ECLI:NL:RBDHA:2024:616
Rechtbank Den Haag
- Eerste aanleg - enkelvoudig
- Rechtspraak.nl
Onbevoegdheid bestuursrechter in schadevergoeding verzoek na plaatsing op Fraude Signalering Voorziening
In deze uitspraak van de Rechtbank Den Haag op 3 januari 2024, wordt het beroep van eiser tegen het niet tijdig beslissen op zijn verzoek om schadevergoeding beoordeeld. Eiser, directeur van [bedrijfsnaam] B.V., heeft op 23 juni 2021 een schadeverzoek ingediend bij de minister van Financiën, omdat hij ten onrechte op de Fraude Signalering Voorziening (FSV) was geplaatst. Dit had geleid tot aanzienlijke omzetderving voor zijn bedrijf, en eiser verzocht om een schadevergoeding van € 10.704,-. Na een herinnering aan verweerder op 2 september 2021 en meerdere telefonische contacten, heeft eiser op 7 juli 2023 verzoekschriften ingediend bij de sector Kanton van de rechtbank. De kantonrechter heeft de zaak doorverwezen naar de bestuursrechter.
De rechtbank oordeelt dat de bestuursrechter onbevoegd is om van het beroep kennis te nemen.
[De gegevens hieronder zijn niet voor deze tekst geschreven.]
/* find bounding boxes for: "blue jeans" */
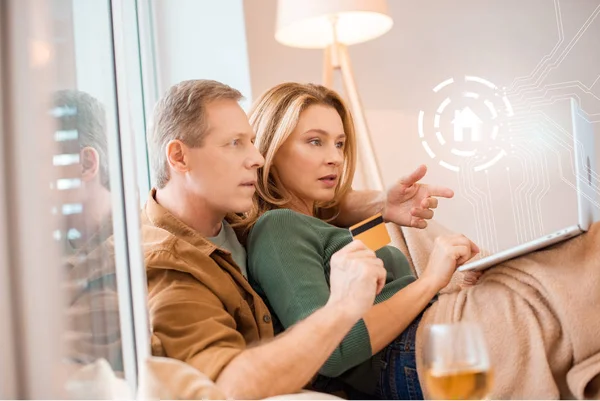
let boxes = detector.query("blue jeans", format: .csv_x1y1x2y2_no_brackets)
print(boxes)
311,309,430,400
376,313,424,400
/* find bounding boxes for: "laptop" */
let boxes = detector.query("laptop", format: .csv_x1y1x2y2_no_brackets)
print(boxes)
459,98,599,272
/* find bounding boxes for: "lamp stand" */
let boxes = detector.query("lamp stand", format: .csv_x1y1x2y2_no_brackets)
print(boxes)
322,32,384,191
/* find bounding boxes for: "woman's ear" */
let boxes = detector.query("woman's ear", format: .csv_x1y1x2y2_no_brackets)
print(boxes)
80,146,100,182
165,140,189,174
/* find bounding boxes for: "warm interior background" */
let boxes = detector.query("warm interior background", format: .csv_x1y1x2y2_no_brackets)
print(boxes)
150,0,600,253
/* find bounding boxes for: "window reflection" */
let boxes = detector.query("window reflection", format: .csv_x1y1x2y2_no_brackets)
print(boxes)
48,0,130,384
45,0,147,392
52,90,123,376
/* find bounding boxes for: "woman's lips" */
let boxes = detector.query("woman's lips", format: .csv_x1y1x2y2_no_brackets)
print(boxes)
318,174,338,188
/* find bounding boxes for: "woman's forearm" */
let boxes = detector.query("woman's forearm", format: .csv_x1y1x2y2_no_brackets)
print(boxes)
334,189,384,227
363,277,439,354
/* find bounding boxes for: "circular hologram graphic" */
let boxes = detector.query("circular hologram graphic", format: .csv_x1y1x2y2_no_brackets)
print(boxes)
418,75,514,172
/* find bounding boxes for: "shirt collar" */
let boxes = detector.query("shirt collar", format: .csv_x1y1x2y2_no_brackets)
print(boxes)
142,188,219,256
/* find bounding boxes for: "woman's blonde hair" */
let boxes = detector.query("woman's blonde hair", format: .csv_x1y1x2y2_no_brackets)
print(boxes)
241,82,357,232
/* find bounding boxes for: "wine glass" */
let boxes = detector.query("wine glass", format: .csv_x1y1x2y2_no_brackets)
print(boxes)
422,322,493,400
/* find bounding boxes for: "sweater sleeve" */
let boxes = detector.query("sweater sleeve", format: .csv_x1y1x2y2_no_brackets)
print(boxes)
247,210,372,377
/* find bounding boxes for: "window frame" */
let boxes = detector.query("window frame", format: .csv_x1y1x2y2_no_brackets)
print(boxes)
0,0,151,396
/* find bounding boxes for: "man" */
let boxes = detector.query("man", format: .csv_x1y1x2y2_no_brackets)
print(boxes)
53,89,113,251
142,79,455,399
53,90,122,373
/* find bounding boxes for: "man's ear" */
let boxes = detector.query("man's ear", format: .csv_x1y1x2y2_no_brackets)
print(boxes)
81,146,100,182
165,139,190,174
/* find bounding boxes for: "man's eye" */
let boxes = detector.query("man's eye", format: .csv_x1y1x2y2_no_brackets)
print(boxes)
231,139,239,146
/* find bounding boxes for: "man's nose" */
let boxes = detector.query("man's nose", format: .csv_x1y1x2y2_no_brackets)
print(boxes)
249,144,265,169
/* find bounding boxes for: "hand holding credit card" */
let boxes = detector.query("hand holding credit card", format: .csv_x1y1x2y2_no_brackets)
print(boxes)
349,213,391,251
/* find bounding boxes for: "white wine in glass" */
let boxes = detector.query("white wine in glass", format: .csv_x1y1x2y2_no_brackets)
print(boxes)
422,322,493,400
De reactie van verweerder op het verzoek om schadevergoeding kwalificeert niet als een besluit in de zin van het bestuursrecht, omdat het verzoek op grond van artikel 82 AVG geen verband houdt met besluiten op basis van de artikelen 15 tot en met 22 van de AVG. Eiser heeft bovendien niet de keuze om zijn verzoek tot schadevergoeding aan de bestuursrechter voor te leggen, aangezien de weg naar de bestuursrechter wettelijk is uitgesloten bij onrechtmatige besluiten van de Belastingdienst.
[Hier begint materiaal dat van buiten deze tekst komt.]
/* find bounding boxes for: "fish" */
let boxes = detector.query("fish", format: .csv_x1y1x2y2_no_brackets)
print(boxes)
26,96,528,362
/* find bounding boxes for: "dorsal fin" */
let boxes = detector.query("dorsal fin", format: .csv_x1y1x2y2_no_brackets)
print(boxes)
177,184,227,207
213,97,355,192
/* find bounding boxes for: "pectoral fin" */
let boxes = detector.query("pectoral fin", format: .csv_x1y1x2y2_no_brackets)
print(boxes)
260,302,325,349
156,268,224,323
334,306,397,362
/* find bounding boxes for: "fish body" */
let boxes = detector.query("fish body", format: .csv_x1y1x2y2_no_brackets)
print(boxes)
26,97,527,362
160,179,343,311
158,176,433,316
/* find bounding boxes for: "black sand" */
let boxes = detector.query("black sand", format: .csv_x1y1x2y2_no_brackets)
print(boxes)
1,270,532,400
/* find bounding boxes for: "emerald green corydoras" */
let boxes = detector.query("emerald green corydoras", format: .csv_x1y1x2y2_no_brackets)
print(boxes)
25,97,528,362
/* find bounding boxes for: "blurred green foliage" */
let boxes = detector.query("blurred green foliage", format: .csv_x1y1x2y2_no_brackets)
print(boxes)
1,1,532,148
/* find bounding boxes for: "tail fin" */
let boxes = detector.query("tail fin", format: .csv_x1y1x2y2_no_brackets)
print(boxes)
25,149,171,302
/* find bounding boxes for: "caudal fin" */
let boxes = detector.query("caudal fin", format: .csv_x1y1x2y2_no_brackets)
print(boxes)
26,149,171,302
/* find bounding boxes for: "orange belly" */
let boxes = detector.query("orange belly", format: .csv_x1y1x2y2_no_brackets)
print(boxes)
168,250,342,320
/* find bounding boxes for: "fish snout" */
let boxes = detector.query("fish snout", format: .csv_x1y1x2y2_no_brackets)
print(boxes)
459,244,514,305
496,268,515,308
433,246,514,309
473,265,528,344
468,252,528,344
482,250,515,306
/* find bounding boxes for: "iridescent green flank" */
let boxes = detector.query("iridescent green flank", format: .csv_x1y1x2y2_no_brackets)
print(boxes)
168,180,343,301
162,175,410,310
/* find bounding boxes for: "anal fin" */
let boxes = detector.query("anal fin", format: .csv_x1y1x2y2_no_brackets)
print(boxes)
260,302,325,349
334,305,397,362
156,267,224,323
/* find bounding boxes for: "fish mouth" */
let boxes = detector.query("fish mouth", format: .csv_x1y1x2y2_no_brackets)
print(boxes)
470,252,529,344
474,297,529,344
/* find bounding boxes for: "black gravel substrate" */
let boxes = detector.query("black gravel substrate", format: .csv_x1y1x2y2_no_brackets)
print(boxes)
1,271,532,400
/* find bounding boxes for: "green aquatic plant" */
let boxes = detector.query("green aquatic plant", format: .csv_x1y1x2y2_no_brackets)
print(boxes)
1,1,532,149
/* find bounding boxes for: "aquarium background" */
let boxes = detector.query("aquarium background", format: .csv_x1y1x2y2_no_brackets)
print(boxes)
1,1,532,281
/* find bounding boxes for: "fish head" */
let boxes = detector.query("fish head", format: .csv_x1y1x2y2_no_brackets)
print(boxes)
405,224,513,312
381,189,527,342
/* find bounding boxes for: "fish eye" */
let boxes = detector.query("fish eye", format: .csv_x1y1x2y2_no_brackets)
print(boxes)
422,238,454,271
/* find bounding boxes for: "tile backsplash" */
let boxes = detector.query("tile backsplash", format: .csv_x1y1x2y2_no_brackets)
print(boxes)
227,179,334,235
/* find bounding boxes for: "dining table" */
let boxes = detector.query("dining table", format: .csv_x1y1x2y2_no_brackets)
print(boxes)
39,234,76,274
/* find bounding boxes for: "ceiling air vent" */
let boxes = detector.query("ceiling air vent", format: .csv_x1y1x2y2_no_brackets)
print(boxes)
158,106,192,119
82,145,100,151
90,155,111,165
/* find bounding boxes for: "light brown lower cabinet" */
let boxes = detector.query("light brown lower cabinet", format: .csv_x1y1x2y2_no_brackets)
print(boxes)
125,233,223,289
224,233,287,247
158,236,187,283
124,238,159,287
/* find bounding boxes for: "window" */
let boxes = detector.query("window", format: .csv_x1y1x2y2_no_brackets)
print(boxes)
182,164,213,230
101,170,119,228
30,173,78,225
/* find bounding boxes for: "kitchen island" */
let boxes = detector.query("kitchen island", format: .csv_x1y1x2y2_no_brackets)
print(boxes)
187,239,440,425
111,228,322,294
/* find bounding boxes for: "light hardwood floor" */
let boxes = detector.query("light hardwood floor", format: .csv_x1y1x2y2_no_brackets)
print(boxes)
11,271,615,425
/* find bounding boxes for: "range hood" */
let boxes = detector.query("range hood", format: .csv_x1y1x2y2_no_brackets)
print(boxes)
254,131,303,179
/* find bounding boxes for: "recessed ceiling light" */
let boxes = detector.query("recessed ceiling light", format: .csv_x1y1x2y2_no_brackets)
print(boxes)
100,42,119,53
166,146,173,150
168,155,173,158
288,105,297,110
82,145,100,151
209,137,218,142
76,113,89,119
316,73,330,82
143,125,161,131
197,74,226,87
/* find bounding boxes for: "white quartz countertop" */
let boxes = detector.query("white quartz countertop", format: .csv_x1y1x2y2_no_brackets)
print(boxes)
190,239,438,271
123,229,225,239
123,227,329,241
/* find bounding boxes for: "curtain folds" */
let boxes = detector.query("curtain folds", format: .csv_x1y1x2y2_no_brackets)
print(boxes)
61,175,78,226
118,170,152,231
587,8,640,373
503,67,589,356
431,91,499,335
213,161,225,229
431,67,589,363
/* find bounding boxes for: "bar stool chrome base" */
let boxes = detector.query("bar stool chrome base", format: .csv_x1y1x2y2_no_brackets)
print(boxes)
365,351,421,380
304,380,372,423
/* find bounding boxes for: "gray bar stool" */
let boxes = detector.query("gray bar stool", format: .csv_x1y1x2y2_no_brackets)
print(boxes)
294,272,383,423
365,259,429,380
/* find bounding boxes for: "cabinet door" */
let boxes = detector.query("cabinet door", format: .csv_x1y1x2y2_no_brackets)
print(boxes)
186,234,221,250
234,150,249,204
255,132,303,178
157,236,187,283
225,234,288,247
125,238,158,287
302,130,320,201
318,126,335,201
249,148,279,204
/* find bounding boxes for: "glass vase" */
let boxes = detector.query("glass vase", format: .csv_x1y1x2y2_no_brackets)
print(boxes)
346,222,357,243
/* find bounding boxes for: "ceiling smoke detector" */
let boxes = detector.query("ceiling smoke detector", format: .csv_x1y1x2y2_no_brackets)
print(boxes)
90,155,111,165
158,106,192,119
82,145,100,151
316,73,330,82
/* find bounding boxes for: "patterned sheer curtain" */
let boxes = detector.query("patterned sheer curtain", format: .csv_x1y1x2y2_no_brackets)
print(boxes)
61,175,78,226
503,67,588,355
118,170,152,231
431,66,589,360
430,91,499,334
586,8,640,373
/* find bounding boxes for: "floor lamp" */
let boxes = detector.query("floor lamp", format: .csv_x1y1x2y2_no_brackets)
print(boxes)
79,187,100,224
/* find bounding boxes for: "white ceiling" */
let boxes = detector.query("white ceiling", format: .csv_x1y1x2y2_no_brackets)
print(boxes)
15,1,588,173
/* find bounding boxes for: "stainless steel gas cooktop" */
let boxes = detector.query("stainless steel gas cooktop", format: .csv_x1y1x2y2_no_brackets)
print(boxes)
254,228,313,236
De rechtbank verklaart zich onbevoegd en bepaalt dat eiser het door hem betaalde griffierecht terugkrijgt, wat al is geëffectueerd. Er is geen aanleiding voor een proceskostenveroordeling. Deze uitspraak is openbaar uitgesproken en een afschrift is verzonden aan de betrokken partijen.